One role of bonds in your portfolio in addition to providing income is to smooth out and reduce the volatility of your portfolio. Bonds can provide an additional stream of income in a portfolio, with less risk than individual stocks or stock mutual funds.

The relationship between bonds (fixed income) and stocks is generally inverse and they move in opposite directions. This means that when bond prices increase, stock prices decrease; and vice versa. This effect is usually more pronounced for longer-term securities. 

In general, the fixed income market has volatility and fixed income securities carry interest rate risk.
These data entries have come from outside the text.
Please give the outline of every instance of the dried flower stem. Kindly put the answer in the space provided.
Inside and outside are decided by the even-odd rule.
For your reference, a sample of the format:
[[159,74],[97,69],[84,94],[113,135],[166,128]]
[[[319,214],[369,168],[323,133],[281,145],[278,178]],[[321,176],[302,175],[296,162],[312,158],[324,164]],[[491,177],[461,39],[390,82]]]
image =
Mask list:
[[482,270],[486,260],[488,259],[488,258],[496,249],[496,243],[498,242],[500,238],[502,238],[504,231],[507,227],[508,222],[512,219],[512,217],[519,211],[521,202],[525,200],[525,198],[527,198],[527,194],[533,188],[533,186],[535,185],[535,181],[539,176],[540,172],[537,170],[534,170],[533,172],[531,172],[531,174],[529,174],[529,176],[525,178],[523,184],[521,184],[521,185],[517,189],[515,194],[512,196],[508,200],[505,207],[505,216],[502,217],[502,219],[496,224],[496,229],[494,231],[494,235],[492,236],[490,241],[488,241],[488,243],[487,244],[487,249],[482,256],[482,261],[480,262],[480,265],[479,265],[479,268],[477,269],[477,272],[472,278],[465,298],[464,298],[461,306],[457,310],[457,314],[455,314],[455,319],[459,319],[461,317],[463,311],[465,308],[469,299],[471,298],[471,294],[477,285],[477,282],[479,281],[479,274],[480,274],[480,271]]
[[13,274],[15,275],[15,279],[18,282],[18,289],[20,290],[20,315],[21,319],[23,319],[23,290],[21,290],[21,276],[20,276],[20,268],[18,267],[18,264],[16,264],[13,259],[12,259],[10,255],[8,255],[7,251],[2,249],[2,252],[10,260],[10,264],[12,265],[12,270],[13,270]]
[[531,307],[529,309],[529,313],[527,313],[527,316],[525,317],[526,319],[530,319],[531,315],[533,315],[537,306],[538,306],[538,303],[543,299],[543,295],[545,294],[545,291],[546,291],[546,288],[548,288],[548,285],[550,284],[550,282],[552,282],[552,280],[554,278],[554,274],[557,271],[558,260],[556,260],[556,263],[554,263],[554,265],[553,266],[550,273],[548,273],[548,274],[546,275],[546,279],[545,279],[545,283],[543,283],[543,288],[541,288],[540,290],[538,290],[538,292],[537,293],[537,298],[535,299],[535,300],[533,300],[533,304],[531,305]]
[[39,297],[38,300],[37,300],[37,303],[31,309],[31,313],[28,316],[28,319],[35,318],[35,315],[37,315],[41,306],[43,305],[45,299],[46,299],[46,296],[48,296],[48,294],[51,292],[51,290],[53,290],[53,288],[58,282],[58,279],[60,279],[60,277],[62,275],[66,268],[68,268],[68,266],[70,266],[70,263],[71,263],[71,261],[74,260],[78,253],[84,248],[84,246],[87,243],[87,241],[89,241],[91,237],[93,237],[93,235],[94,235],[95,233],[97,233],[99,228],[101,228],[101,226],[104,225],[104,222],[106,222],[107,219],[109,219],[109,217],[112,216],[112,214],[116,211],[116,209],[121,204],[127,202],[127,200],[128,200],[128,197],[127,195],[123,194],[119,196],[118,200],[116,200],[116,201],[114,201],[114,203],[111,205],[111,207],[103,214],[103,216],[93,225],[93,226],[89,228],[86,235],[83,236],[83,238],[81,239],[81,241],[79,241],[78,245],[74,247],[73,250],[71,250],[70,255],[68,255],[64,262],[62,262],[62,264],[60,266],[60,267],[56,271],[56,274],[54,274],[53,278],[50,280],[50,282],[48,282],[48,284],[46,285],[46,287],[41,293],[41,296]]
Fixed income securities also carry inflation risk, liquidity risk, call risk, and credit and default risks for both issuers and counterparties.  The return of principal for bond funds and funds with significant underlying bond holdings is not guaranteed. Mutual fund shares are subject to the same interest rate, inflation, and credit risks associated with the underlying bond holdings. Lower rated bonds are subject to greater fluctuations in value and risk of loss of income and principal than higher rated bonds. In addition, foreign bond investments also carry the above-mentioned currency/ exchange rate risk where the strength or weakness of the foreign currency could impact the overall value and return when considered in terms of the U.S. dollar.